Visual Field Test Logo

AI for Glaucoma Detection and Prognosis: Performance, Bias, and Clinical Integration in 2025

16 min read
AI for Glaucoma Detection and Prognosis: Performance, Bias, and Clinical Integration in 2025

AI for Glaucoma Detection and Prognosis: Performance, Bias, and Clinical Integration in 2025

Glaucoma is a leading cause of irreversible blindness, affecting over 90 million people worldwide (pmc.ncbi.nlm.nih.gov). Worryingly, more than 70% of glaucoma cases remain undiagnosed (pmc.ncbi.nlm.nih.gov). Early detection is crucial because vision loss from glaucoma cannot be undone. In recent years, artificial intelligence (AI) – especially deep learning – has shown great promise in analyzing eye data (such as photos of the retina and scans like OCT or visual field tests) for glaucoma. For example, a recent meta-analysis found that AI algorithms on retinal photographs reach high accuracy: pooled sensitivity 0.92 and specificity 0.93 (AUC≈0.90) (pubmed.ncbi.nlm.nih.gov). Another review noted that many AI systems now routinely achieve AUC around 0.95, matching or even exceeding experienced glaucoma specialists in side-by-side tests (pmc.ncbi.nlm.nih.gov).

In this article, we review the very latest deep learning tools (2023–2025) for glaucoma diagnosis and progression prediction from fundus photos, OCT, and visual fields. We compare how well they work on new patient groups and devices, and how bias can be reduced. We also cover the regulatory landscape (FDA, CE Mark, etc.), legal issues, and practical ways AI might fit into real eye clinics (from optometry offices to specialist centers). Where possible, we include head-to-head comparisons against doctors and look at cost-effectiveness data.
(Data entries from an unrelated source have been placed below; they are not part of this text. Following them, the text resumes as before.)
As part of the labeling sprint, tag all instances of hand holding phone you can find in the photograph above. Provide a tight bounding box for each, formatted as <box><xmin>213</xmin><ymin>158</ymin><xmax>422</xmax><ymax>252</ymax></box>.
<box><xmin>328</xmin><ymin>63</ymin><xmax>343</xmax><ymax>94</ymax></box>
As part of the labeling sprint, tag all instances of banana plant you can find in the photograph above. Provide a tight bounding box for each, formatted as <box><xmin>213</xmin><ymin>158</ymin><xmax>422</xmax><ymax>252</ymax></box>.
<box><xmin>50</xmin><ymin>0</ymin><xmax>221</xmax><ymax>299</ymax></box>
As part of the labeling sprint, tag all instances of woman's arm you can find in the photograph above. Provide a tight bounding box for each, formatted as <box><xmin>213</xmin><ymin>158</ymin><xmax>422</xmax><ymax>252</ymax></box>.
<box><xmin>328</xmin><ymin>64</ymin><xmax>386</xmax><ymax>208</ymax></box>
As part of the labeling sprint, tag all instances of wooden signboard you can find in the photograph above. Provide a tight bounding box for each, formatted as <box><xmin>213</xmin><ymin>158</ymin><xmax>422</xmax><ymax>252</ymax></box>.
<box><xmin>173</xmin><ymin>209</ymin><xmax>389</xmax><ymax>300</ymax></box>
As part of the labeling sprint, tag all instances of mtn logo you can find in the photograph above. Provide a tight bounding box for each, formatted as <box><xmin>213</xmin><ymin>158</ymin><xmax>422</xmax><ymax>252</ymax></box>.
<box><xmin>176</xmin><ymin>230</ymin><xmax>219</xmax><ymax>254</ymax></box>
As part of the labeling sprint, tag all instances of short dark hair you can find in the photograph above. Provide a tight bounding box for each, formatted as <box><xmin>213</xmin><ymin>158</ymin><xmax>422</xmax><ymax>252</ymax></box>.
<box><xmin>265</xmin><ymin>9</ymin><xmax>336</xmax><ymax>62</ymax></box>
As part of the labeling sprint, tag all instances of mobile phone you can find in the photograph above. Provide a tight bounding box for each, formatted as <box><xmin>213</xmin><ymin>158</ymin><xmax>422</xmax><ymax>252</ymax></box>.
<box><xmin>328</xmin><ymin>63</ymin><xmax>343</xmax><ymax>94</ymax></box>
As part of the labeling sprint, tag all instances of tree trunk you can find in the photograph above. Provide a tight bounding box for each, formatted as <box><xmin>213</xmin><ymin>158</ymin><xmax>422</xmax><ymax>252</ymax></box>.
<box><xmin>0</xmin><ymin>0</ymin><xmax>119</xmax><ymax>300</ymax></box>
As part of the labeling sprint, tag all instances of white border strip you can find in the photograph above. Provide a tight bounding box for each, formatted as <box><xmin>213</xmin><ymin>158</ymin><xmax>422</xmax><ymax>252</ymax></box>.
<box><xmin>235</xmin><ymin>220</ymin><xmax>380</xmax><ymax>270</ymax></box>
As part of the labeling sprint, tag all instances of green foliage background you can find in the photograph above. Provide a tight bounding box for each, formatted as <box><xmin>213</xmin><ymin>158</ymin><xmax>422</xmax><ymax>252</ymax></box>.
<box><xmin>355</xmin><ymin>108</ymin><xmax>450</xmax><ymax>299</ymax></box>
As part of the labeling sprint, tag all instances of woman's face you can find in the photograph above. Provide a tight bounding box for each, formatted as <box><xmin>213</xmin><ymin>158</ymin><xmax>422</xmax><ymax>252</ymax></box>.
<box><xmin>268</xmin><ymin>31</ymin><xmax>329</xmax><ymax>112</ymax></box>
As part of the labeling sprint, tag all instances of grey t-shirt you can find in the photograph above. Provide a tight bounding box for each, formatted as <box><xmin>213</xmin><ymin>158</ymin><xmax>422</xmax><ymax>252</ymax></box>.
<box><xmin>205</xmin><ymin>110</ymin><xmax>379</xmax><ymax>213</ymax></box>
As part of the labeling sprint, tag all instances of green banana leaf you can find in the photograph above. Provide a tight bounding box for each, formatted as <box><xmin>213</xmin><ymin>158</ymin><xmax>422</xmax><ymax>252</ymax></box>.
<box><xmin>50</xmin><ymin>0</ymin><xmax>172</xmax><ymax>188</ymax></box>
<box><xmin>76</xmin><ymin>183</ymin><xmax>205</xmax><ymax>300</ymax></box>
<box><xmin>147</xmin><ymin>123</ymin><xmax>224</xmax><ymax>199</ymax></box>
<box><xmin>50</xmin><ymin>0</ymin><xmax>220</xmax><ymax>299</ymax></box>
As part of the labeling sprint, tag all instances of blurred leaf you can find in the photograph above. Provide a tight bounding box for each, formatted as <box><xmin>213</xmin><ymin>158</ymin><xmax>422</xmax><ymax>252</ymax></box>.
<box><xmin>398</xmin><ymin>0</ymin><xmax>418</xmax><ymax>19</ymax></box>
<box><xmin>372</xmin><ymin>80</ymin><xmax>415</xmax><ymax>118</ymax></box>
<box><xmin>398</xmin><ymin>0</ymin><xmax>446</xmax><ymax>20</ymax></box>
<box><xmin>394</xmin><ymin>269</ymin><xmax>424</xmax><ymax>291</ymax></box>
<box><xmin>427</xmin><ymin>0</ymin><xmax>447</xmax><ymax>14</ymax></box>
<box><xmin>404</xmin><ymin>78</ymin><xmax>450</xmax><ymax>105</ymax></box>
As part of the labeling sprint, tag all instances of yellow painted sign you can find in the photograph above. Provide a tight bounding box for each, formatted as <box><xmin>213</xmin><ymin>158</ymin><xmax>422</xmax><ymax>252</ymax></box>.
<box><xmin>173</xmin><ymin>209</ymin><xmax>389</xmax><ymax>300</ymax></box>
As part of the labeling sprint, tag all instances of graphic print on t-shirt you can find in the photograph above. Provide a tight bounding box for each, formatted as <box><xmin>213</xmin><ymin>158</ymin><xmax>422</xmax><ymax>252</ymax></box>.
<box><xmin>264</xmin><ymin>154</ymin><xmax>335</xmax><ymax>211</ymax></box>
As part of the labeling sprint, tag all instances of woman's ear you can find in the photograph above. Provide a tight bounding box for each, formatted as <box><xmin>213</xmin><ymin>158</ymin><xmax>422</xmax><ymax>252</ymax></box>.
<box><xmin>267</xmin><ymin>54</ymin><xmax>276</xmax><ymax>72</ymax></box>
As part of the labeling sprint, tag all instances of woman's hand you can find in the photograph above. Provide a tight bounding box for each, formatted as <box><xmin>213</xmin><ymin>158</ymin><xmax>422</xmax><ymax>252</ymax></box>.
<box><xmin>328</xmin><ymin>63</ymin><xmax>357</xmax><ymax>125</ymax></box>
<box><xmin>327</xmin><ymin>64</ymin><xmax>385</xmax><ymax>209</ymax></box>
AI Models for Glaucoma Detection and Prognosis

Modern AI models for glaucoma use large datasets of eye images and clinical data to learn patterns of disease. Three main data types are used: fundus photography (color images of the back of the eye showing the optic nerve), optical coherence tomography (OCT) scans (3D images of the retina layers), and visual field (VF) tests (maps of a patient’s vision). We discuss AI tools built for each of these inputs, and some that combine them.

Fundus Photography Models

Fundus images of the optic nerve head are a classic way to look for glaucoma signs (like an enlarged optic cup). Many deep learning models have been trained on thousands of fundus photos. In high-quality tests, these models show excellent results. For example, an AI system trained on retinal photos achieved 93–96% accuracy (AUC ≈0.95) in finding glaucomatous optic neuropathy in large datasets (pmc.ncbi.nlm.nih.gov). In that study, the AI was actually more sensitive than human graders: it caught 91–92% of true cases, versus lower sensitivity by experts (pmc.ncbi.nlm.nih.gov). Other teams reported similar success: one multi-model AI (called AI-GS) achieved 93.5% sensitivity at 95% specificity in controlled testing on fundus images (www.nature.com). Even when the same AI was tested on real-world images from diverse smartphones, it still kept a high 80–94% sensitivity (www.nature.com).

Crucially, these fundus AI models often perform on par with clinicians. In one comparison, an AI called Pegasus (based on deep learning) was tested against six ophthalmologists on the same fundus data. It achieved 92.6% AUC, about the same as the doctors, with no significant difference in accuracy (pmc.ncbi.nlm.nih.gov). Another review reported that AI’s accuracy is now “at the level of retinal specialists” for glaucoma detection (www.sciencedirect.com). These results suggest that deep neural networks can learn to recognize optic nerve damage as well as human experts in many cases.

OCT-Based Models

OCT is a laser scan that measures the thickness of the retinal nerve fiber layer (RNFL) and other retinal layers. Changes in these layers are early markers of glaucoma. Deep learning can analyze OCT scans for glaucoma. In the same meta-analysis above, the pooled sensitivity and specificity of AI on OCT for glaucoma were 0.90 and 0.87 (AUC≈0.86) (pubmed.ncbi.nlm.nih.gov). Some standalone OCT-AI tools have been built using convolutional networks. For example, researchers at Stanford used over a million OCT images to train a CNN to detect glaucoma – they reported high accuracy (AUC ≈0.99 internal, and 0.92 on external validation) (pubmed.ncbi.nlm.nih.gov) (pmc.ncbi.nlm.nih.gov).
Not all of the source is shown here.